Give /cat/ a try using the following strings:

cat
catalog
copycat
scatter
the lazy cat.
CAT
cast

If all went well, the first five strings matched the regex, but the last two did not. CAT didn't match since it is uppercase, and cast didn't match because s isn't part of the pattern.

The fact that we use a fancy name like concatenation should give you a hint that more is going on here than meets the eye. The patterns we concatenated are simple; they each match a single, specific character. We aren't limited to these simple patterns though; in fact, you can concatenate any pattern to another to produce a larger regex. There are no practical limits to the number of concatenations you perform other than the physical limitations of your hardware.

This fundamental idea is one of the more important concepts behind regex; patterns are the building blocks of regex, not characters or strings. You can construct complex regex by concatenating a series of patterns, and you can analyze a complex regex by breaking it down into its component patterns.

In theory, your computer's capacity to handle large regex places some limitations on the size and complexity of your regex. In practice, though, your ability to understand and maintain your code places more severe restrictions on it. Your head will reach the breaking point long before your computer does. You'll sometimes hear regex called write-only expressions or line noise because it's easy to write an unreadable and unmaintainable mess. Use regex not because you can; use them because your code demands them. Often, a bit of refactoring will eliminate the need for a complex regex.

Alternation

In this section, we introduce alternation, a simple way to construct a regex that matches one of several sub-patterns. In its most basic form, you write two or more patterns separated by pipe (|) characters, and then surround the entire expression in parentheses. For example, try the regex /(cat|dog|rabbit)/ with the following strings:

The lazy cat.
The dog barks.
Down the rabbit hole.
The lazy cat, chased by the barking dog,
dives down the rabbit hole.
catalog
The Yellow Dog
My bearded dragon's name is Darwin

As with other patterns, case matters, so the Dog in The Yellow Dog is not matched.

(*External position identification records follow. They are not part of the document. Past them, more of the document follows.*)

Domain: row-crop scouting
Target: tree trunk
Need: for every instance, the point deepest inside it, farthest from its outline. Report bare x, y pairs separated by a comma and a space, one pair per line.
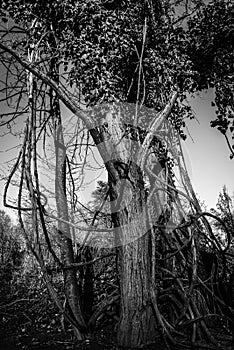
70, 278
137, 325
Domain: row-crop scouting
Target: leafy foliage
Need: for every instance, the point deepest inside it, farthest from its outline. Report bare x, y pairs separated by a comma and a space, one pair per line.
211, 33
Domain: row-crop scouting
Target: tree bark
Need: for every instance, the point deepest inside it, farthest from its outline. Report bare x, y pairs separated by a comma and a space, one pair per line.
137, 325
70, 278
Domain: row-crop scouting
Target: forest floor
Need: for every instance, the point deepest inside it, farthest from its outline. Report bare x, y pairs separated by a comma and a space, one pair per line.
34, 323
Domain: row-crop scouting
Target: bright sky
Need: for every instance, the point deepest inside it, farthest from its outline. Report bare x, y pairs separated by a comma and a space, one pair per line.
211, 167
207, 155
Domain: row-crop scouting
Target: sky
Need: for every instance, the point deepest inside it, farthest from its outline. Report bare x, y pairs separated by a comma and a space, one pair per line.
206, 153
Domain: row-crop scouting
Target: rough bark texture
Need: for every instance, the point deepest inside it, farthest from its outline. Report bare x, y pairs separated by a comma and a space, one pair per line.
137, 324
70, 278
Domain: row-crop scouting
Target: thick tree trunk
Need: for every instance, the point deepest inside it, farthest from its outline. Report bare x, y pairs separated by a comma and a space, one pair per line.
137, 325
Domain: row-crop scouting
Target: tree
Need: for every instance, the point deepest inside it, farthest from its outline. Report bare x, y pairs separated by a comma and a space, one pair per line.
124, 69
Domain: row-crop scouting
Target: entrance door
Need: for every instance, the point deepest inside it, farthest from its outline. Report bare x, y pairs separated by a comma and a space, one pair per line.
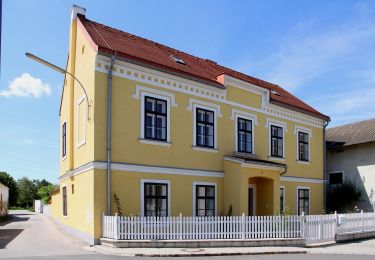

As with concatenation, there are no built-in restrictions on alternation.

Even though parentheses and pipes are meta-characters that require escaping, we don't do that here. We aren't performing a literal match, but are instead using the "meta" meaning of those characters.

To see the difference, give the regex /\(cat\|dog\)/ a try with the following strings:

(cat|dog)
bird(cat|dog)zebra
cat
dog

You'll notice this time that we don't match either cat or dog; since we escaped everything, the regex matcher looks for literal instances of those characters and doesn't treat them as an alternation operation.

Control Character Escapes

Most modern computing languages use control character escapes in strings to represent characters that don't have a visual representation. For example, \n, \r, and \t are nearly universal ways to represent line feeds, carriage returns, and tabs, respectively. The Big Three support these escapes, as do all regex engines. For example:

text = "1 2 3 \t 4 5 6"
puts "has tab" if text.match(/\t/)
let text = "1 2 3 \t 4 5 6";
if (text.match(/\t/)) {
  console.log("has tab");
}
import re

text = "1 2 3 \t 4 5 6"
if re.search(r'\t', text):
    print("has tab")

All three print has tab since text contains a tab character.

Note that not everything that looks like a control character escape is a genuine control character escape. For instance:

  • \s and \d are special character classes (we'll cover these later)
  • \A and \z are anchors (we'll cover these as well)
  • \x and \u are special character code markers (we won't cover these)
  • \y and \q have no special meaning at all

Ignoring Case

As we've seen, regex are case sensitive by default. If you want to match a lowercase s, you need to use a lowercase s in your regex. If you want to match an uppercase S, you must use an S in your regex.

You can change this default behavior by appending an i to the closing / of a regex, which makes the entire regex ignore case. For example, try the pattern /launch/ against these strings:

I love Launch School!
LAUNCH SCHOOL! Gotta love it!
launchschool.com

You should see one match -- launch in the domain name. Now add an i flag (or option or modifier) to the regex, i.e., /launch/i and try again. This time, Rubular will highlight all three instances of launch without regard to their case. Nifty!

Python: To use Python regex in a case-insensitive manner, add a flags=re.I or flags='re.IGNORECASE argument to the re.search call:

re.match(r'd', 'xyzDabc', flag=re.I)

There are other useful flags like /i, but the flags are language specific. We don't have a dedicated section to discuss any other flags, some of which we'll meet later. See the documentation for your language of choice for complete list of available flags.

Summary

The discussion so far is straight-forward. You've learned the basic regex syntax, seen an example of using regex, and played around with a few basic regex. You've also learned about one of the fundamental concepts behind regex: concatenation of patterns. In the next chapter, we'll explore a little further and examine regex that can match any set of characters.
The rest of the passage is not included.